Wednesday, February 5, 2020

Loser language (i.e. let's talk about suicide)

Before I go on with this post, let me share with you some resources.  First is the Suicide Prevention Lifeline.  Their website is: https://suicidepreventionlifeline.org/  Their toll-free number is 1-800-273-8255.  Also, what I am about to share are personal anecdotes and should not be construed as professional advice.  If you need professional advice, seek help immediately.

Okay, with that being said, let's chat.

It was my freshman year of college, 1991.  I won't share the circumstances surrounding this event--my first real suicidal thought--but I remember riding the elevator to the top floor of the 12-floor student residential hall.  This might have been sometime during the winter, but I went to the window . . . opened it . . . and gazed down at the ground below.

I felt like a complete loser.  A failure.  Why wouldn't someone want to be with me?  Okay, so I wasn't as good looking at Brad Pitt or Tom Cruise, but then again who was?

I thought of how difficult it would've been for me to squeeze my way through the window, and even then I didn't know if it would work.  I came to the realization, rather quickly, that I didn't want to die.  But I came as close as I ever been.

And it certainly wasn't the last.

There have been times over the years that I couldn't find a single day where I didn't contemplate suicide.  "Hemingway or Williams," I would ask myself.  Hemingway shot himself.  Robin Williams hung himself.  Neither appealed to me, but who cared?  I didn't have to clean up the mess.

Then I thought of what I would leave behind.  My wife (who passed away less than a month ago) and three kids.  I had a decent job.  Nothing spectacular.  And my writing career was nothing to call spectacular, but I had fun doing it.

Starting in early 2019, I made a further commitment to read the Bible more, read more non-fiction Christian books and devotionals, give more to my local church, and even attend more often.  Prior to this, I prayed but starting in 2019 I also made a commitment to pray more often.  I would carve out time each night, alone, in the bedroom and pray/read.  Even at work, I would spend more time improving myself.

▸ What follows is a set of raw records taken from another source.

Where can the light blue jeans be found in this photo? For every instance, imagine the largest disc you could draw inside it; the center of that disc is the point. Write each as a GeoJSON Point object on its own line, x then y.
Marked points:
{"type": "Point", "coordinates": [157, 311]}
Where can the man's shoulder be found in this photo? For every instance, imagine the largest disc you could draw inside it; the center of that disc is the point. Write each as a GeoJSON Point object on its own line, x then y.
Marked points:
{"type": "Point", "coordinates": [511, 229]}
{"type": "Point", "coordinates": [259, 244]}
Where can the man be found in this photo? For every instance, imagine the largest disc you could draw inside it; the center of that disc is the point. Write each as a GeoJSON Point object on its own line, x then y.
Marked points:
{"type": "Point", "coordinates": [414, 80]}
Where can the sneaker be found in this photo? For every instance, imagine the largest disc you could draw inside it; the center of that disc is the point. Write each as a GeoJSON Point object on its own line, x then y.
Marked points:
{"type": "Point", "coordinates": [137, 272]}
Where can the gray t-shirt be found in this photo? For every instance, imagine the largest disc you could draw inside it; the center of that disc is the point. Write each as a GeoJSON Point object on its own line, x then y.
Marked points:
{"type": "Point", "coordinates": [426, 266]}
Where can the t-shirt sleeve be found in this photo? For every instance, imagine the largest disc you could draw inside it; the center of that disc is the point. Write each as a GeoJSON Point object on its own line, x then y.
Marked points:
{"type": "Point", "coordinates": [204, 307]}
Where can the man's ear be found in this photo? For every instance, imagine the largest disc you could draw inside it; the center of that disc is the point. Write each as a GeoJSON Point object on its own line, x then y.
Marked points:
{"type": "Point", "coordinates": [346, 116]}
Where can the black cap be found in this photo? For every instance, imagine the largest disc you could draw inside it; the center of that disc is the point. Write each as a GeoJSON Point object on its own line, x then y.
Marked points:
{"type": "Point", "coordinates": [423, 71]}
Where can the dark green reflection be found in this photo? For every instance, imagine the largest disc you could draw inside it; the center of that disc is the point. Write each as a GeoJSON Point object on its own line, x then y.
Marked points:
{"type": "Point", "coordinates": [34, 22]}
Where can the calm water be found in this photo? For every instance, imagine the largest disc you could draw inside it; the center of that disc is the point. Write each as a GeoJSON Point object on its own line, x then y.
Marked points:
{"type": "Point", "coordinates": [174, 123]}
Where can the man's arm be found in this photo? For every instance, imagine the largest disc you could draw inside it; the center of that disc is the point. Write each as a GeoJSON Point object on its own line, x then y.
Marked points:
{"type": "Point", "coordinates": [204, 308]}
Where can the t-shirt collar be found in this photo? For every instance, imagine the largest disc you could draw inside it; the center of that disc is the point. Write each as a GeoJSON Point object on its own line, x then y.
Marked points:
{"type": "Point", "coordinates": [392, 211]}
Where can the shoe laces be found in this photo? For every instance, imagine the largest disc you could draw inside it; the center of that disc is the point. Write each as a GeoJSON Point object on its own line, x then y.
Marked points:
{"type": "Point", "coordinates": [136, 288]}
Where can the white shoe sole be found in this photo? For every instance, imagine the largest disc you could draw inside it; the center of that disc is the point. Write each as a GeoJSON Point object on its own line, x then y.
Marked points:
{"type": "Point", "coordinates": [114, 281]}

And you know something?  Thoughts of taking my own life have dwindled.  Oh, sure, those thoughts would creep in every once and a while, but it was rare.  And I attribute it to simply having a greater relationship with God.  The more and more I talked with Him, Our Heavenly Father, and the more trust I put in His Holy Hands, the less time Satan had to allow the loser language of suicide into my thoughts.

Have you ever thought of yourself as unworthy, a loser, a complete waste of humanity?  I sure have.  But remember that all of us were made in God's image.  And what God has created in us is good.  Not only are we His finest creation, He sent His only Son Jesus to earth, to be among us, to teach us and guide us toward a greater relationship with God.